Rasulullah SAW tidak mengajarkan pengultusan pribadi. Nabi Muhammad bahkan melarang umat Islam berlebih-lebihan dalam memuliakan dirinya.
Dalam hadis dari Umar bin Khattab, Rasulullah bersabda,
"Janganlah kalian berlebih-lebihan dalam memujiku, sebagaimana orang-orang Nasrani telah berlebih-lebihan memuji 'Isa putera Maryam. Aku hanyalah hamba-Nya, maka kata-kanlah, ''Abdullaah wa Rasuuluhu (hamba Allah dan Rasul-Nya)" (HR. Bukhari no. 3445).
Sebagai umat Islam, merupakan kewajiban bagi kita semua untuk mencintai dan memuliakan junjungan kita Nabi Muhammad SAW. Tidak hanya dari kacamata seorang insan yang sempurna akhlaknya, juga dari setiap ajaran yang disampaikannya kepada kita.
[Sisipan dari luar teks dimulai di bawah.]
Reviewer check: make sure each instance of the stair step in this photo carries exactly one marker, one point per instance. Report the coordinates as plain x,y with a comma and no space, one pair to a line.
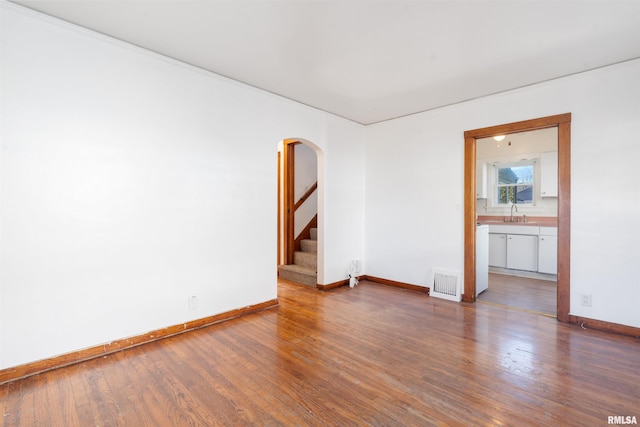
309,245
298,274
305,259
Namun, kecintaan dan penghormatan kepada Nabi Muhammad itu jangan sampai melebihi batas keimanan kita. Dalam arti, jangan sampai mengangkatnya di atas derajatnya sebagai hamba dan Rasul Allah, menisbatkan kepadanya sebagian dari sifat-sifat Ilahiyyah.
Dalam memuliakan Nabi Muhammad SAW, kita bisa meniru sikap sahabat Abu Bakar As Shiddiq r.a. Abu Bakar mengimani Muhammad bin Abdullah sebagai Rasul Allah. Tak lebih dari itu.
Ketika orang-orang Quraisy menghina Nabi Muhammad setelah diperjalankan Allah dalam peristiwa Isra' Mi'raj, Abu Bakar membelanya dengan semboyannya yang terkenal,
"Jika demikian, maka benarlah ia!"
Keteguhan iman yang sama ditunjukkan Abu Bakar ketika para sahabat terguncang dengan berita kematian Rasulullah SAW. Hingga sahabat sekelas Umar bin Khattab pun nyaris hilang kesadaran dan imannya hampir goyah.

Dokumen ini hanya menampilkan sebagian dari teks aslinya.